Three switching vendors this week are unveiling new and enhanced data center products, including for those looking to upgrade to 40Gbps Ethernet in the near future.
Start-up Arista Networks unveiled its first modular 10Gbps switch, which allows the company to claim leadership in wire-speed 10G port density. Force10 Networks had recently laid claim to that title.
Extreme Networks rolled out software enhancements to allow customers to better manage virtual machines and reduce the number of switching layers, or tiers, in the data center network. And Force10 announced that it will ship 40Gbps Ethernet switches in the second half of this year.
The announcements indicate that data center switching continues to be the hottest segment of the switching market as users broaden their use of virtualization. Data centers with thousands of servers, each housing scores of VMs, require increased bandwidth and more granular management to maintain control over the spread of the virtual workload.
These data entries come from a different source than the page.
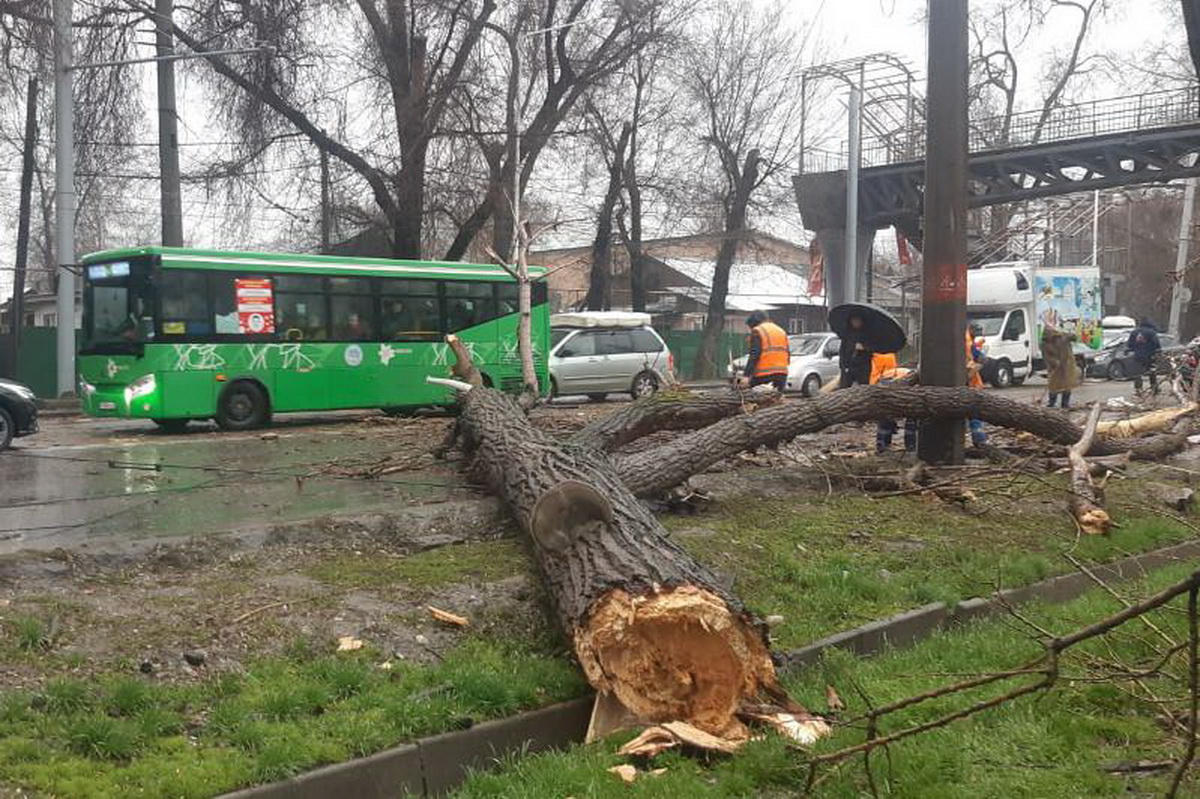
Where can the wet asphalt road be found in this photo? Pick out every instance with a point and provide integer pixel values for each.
(103, 485)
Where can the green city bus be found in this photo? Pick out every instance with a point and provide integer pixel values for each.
(173, 334)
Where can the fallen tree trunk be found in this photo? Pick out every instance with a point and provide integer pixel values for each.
(648, 624)
(1086, 500)
(649, 473)
(672, 410)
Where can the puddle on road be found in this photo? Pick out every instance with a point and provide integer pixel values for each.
(178, 487)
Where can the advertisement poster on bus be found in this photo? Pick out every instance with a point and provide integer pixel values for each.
(1071, 302)
(256, 305)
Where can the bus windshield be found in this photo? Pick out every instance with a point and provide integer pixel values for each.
(118, 307)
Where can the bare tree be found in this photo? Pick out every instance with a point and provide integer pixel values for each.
(738, 73)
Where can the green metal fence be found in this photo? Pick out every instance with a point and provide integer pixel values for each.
(685, 344)
(37, 360)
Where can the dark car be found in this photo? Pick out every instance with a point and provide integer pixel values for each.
(1116, 362)
(18, 412)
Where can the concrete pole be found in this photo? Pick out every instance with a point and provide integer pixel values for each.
(23, 218)
(64, 196)
(168, 128)
(855, 157)
(1182, 254)
(945, 281)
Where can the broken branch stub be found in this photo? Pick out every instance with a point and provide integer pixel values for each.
(648, 624)
(1086, 500)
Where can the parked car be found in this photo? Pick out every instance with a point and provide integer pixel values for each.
(607, 352)
(18, 412)
(1116, 362)
(814, 362)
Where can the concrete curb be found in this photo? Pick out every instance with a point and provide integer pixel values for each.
(911, 626)
(436, 764)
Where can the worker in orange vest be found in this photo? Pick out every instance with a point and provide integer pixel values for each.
(769, 354)
(883, 371)
(975, 355)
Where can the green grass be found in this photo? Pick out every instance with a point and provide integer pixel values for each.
(474, 562)
(1050, 746)
(832, 564)
(125, 736)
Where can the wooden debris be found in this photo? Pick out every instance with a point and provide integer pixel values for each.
(625, 772)
(653, 742)
(1086, 498)
(445, 617)
(833, 701)
(349, 643)
(696, 738)
(1156, 421)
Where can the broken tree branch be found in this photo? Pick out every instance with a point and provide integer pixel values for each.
(1086, 499)
(657, 469)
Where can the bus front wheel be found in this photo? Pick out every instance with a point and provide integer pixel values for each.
(243, 407)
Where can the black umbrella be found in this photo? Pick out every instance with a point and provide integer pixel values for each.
(881, 332)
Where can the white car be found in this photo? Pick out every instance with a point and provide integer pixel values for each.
(814, 362)
(607, 352)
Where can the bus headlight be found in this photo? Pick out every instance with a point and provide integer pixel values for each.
(139, 388)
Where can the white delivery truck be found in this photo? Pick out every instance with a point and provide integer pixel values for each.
(1014, 301)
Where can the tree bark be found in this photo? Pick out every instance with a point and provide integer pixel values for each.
(1086, 500)
(735, 229)
(599, 296)
(670, 410)
(651, 473)
(648, 624)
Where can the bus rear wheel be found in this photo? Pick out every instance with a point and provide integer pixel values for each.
(243, 406)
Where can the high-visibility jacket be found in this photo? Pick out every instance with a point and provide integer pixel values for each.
(773, 352)
(882, 362)
(975, 361)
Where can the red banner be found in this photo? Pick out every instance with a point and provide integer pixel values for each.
(903, 248)
(256, 305)
(816, 269)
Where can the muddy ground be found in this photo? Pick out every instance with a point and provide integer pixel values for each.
(118, 601)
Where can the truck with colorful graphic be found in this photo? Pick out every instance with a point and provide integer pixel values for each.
(1013, 302)
(174, 335)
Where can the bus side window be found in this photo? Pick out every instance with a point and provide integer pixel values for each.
(468, 304)
(225, 304)
(185, 304)
(411, 310)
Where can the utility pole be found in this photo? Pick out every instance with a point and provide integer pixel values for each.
(168, 127)
(27, 192)
(853, 162)
(1180, 292)
(64, 196)
(327, 211)
(945, 282)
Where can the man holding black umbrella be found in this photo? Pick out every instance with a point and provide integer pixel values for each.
(855, 356)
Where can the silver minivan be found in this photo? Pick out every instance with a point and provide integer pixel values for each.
(603, 353)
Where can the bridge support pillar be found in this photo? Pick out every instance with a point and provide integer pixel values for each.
(821, 198)
(844, 282)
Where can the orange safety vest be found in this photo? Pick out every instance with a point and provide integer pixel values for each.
(975, 379)
(773, 347)
(882, 362)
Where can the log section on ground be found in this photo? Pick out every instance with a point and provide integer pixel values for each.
(648, 624)
(652, 472)
(671, 409)
(1086, 498)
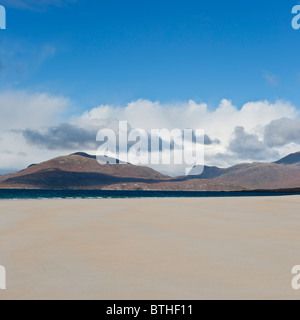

Arista is hitting the increased bandwidth requirement with the AN 7500 switch. The chassis-based core switch complements the company's existing 1/10G top-of-rack devices for connecting racks of servers to the data center core.
The eight-slot 7500 is 11 rack-units high with a 10Tbps switching capacity and 384 wire-speed L2/L3 10Gbps Ethernet ports. This surpasses Force10's previous wire-speed 10G density lead with 140 ports in its ExaScale E1200 core switch -- though it claims to support another 420 oversubscribed ports.
The 7500 also features 13 watts of power consumption per port -- or about 25% that of its "greenest" competitor -- and throughput of 5.76 billion packets per second in a single chassis, Arista claims. This kind of performance, along with the 10Tbps switching capacity, will allow the switch to support 40G and 100Gbps Ethernet interfaces in the future.
Arista CEO Jayshree Ullal would not say how far -- or close -- into the future those interfaces will emerge but said the company has 40G modules in its development labs and that they may sport "more than one or two" interfaces.
Theoretically, at 10Tbps, the 7500 could support 250 40G Ethernet ports.
"If it turns out to be the switch they say it is, it's going to have a huge impact on the [high performance computing] market," says Steve Schuchart of Current Analysis. "They could be a game changer."
In addition to the Force10 E-Series, the 7500 will go up against Cisco's Nexus 7010, Juniper's EX8216 and Brocade's MLX-32.
The Arista 7500 starts at $140,000 and a fully configured system is less than $1,200 per wire-speed port, the company says.
Competitor Extreme is enhancing its current switches with software to help manage the growth of VMs, and reduce the number of switching tiers in a data center.
Extreme's XNV software is designed to allow network administrators to manage the life cycle of VMs. It's an add-on software module to the company's ExtremeXOS operating system and EPICenter management system.
XNV is designed to provide network-level automation and parameters for applying QoS, ACLs, bandwidth rate limiting, and counters and statistics to VMs. It is intended to keep the physical network -- as opposed to virtual switches on blade servers -- in control of VMs as they move from their creation point to their end-of-life. The software provides detailed history, tracking and reporting of VMs as they move throughout the data center, Extreme says, and attaches network access and privilege profiles to them.
XNV software modules will be available in the third quarter with a beginning list price of $3,000 for 20 nodes.
Extreme is also unveiling software designed to offload virtual switching from blade servers and put it back into the physical network. The company's Direct Attach software reduces the number of switching layers in the data center, which simplifies management, monitoring and troubleshooting, and improves performance, Extreme says.
Direct Attach moves VM switching out of the server and into network switches for wire-speed, network-based VM switching, while eliminating the virtual switch layer. Extreme says Direct Attach will interoperate with emerging IEEE 802.1Qbg "VEPA" standard for enabling external switches to perform inter-VM hairpin forwarding of frames, something standard 802.1Q bridges or switches are not designed to do.
Direct Attach will also be available in the third quarter. The software module costs $995 per Ethernet switch.
Also in the second half of the year, Force10 will unveil 40Gbps Ethernet switches to address the increased bandwidth requirements of high performance and cloud computing environments, and virtual data centers. Force10 would not discuss specific details of these products, but said they will stretch "end-to-end" and "edge-to-core," and initially address uplink requirements in 10Gbps Ethernet top-of-rack switches.
The company also said its E-Series and C-Series switches are "40G ready."
"For as long as they've been around, Force10 has tried to be the performance leader," says Zeus Kerravala of The Yankee Group. "They're going to want to be first to 40G then first to 100G as well. There is a need for it, especially with financial guys."
Force10 sees 40G as a fit for data centers because 100G Ethernet, which is now appearing on service provider routers, is currently too expensive for data center deployments. Still, Force10 did not provide per port pricing for 40G. The company said, though, that overall 40G Ethernet pricing will be six to eight times that of 10G when products first begin shipping later this year, but "normalize" to 4x over time.
The IEEE is expected to ratify the 40G/100G Ethernet standard in June.